10年来の友人であったフゥーリィーと私が暮らし始めたのは、息子が多感な小学校の5年生の頃である。
母を亡くしてから約一年。 母の愛情や、母の呪縛や、母の4年半の看病から解き放たれ、そして母の残した多額の債務と、店を経営する時に借りた自分自身の多額の債務に追われ、アップアップていた頃だった。 母を亡くした私は、正直寂しかった。 松本と言う他県の地で、幼い息子と二人だけ・・・・・・。 魂が抜けたようになり、又、松本には頼るものも居なく、経営していた店は常時客で賑わっていたにも拘らず、母が残した店と私の店の2件分の家賃。マンションの家賃。二人分の返済や数人のバイト達の人件費を抱えていたので少しも生活は楽ではなかった。 どこかの家賃が少しずつ滞るような事もあった。
そんな頃フゥーリィーと私は愛し合うようになったのだ。
しかし、その頃のフゥーリィーは仕事も辞めてしまい、息子を相手に私の取り合いをしていたと言う、どうしようもない男だった。 折角コレほどまでに愛し掛けた男が、そんな人間だなんて信じたくも無かったし、認めたくもなかった。 でも、あの頃のフゥーリィーは、世間一般で言う【ヒモ】に限りなく近かったのではないかと思う。 又そう思われても仕方の無い男だったのかもしれない。 タダでさえ苦しい経済状況の中、余計苦しくなるばかり・・・・・・。 自分の仕事が無い時期は私の店を手伝ってくれてはいるものの、見当違いの酷いヤキモチで度々暴力を振るわれた事すらあった。 それでも、良い時は誰よりもとてもいい人間なのだ・・・・・・。 一緒に居ると気が楽で癒える部分も大きかった。それしか言いようが無い・・・・・・。 いくら口で説明してもニュアンスは解かってもらえまいが、彼と居る時だけが本来の生のままの私で居られるのだ。
友人の殆どから見放され、親類全てを敵に回し、それでもフゥーリィーと別れなかったのは私の根底に【この男はそれだけの人間なんかじゃないんだ!!】と言う強い確信と、どこか私の父親に似たユニークで人間味のある優しさが有ったからだ。 何か運命的な出会いを感じていて、私はどうしても離れる事が出来なかった。
息子とフゥーリィーも仲の良い時はじゃれ合っている。 お互いにお互いの良い所は認め合っている。 うまく行っている時は3人でとても楽しいのだ。 しかし、やはり駄目になると家の中は殺伐としてしまう・・・・・・。
息子とフゥーリィーとの板ばさみに悩みながらも、私はどちらも同じように愛していた。 愛情の種類は別のものだけれど、どちらも失いたくは無かった。
そんな中、とうとう17歳で息子は家を出てしまい、知人宅に身を寄せるようになった。 それから暫くは、息子との仲も疎遠になってしまった・・・・・・。 その後バブルの影響で店は急激に暇になり、借金はどんどん嵩んで行った。

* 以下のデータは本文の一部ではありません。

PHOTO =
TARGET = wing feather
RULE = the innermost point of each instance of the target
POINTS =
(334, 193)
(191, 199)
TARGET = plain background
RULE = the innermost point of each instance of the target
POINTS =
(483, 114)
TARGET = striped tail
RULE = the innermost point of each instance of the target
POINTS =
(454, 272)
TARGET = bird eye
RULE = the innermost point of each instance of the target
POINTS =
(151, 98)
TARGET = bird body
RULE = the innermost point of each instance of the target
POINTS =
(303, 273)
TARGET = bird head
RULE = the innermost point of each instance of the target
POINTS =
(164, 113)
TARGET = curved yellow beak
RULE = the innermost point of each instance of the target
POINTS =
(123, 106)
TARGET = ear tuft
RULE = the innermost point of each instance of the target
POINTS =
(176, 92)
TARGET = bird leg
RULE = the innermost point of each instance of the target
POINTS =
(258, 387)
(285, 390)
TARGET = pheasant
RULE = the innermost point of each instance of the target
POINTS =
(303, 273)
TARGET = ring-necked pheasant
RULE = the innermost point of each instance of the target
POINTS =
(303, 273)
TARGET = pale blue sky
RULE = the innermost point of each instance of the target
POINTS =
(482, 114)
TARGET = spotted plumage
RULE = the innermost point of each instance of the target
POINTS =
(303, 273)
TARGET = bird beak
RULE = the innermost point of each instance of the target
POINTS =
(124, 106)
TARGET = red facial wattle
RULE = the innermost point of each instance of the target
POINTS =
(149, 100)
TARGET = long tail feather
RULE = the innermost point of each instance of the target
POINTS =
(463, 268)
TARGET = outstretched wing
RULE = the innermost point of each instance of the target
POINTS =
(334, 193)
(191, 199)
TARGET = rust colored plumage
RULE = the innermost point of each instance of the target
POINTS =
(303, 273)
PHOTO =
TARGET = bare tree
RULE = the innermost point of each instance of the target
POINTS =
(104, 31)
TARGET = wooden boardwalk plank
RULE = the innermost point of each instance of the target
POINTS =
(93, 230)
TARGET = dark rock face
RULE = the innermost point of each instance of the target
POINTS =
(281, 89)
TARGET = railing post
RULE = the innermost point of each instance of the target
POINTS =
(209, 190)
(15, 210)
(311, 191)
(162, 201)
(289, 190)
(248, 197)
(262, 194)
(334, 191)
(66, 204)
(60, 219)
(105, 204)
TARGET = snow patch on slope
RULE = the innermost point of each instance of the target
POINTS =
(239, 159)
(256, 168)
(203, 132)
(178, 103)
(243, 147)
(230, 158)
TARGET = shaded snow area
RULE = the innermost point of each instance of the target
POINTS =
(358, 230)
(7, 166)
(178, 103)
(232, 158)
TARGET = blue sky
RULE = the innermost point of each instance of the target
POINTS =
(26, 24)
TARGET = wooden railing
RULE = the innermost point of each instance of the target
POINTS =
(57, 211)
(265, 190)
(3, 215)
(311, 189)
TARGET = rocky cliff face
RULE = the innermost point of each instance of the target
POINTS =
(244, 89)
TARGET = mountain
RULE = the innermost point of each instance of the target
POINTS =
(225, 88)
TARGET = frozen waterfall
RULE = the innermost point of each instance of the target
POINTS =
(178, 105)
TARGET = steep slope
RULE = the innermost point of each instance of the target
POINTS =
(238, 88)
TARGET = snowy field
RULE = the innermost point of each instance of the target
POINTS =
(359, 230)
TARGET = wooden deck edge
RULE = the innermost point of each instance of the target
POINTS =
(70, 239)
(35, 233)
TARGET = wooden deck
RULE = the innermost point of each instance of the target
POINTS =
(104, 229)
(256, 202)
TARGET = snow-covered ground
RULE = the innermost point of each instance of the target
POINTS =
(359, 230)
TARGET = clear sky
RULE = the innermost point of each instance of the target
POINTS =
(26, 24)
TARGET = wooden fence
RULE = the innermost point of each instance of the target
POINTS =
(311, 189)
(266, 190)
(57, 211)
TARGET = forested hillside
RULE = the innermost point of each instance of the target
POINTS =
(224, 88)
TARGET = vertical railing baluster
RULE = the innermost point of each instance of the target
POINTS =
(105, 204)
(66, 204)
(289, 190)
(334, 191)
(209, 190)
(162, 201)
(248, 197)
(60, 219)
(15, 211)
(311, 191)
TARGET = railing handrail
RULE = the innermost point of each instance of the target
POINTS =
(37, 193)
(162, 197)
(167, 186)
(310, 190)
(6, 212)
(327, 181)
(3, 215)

私はその頃になると、もう転げ落ちるならとことん地獄に行けばいい・・・・・・。 私が選んだ男なんだから、私が選んだ道なのだから、自業自得なのだから・・・・・・、二人でとことん地獄に落ちて挙句はこの男と心中しても本望だ。 もう失うものは命だけじゃないか・・・・・・。 そんな域まで達していた。 その後私に天罰が下り、癌と言う病に冒された。 いや・・・、癌は天罰ではなく、私を救ってくれた命綱だったのかもしれない。 店の立ち退きと癌があったからこそ、借金も減り命拾いしたのだから・・・・・・。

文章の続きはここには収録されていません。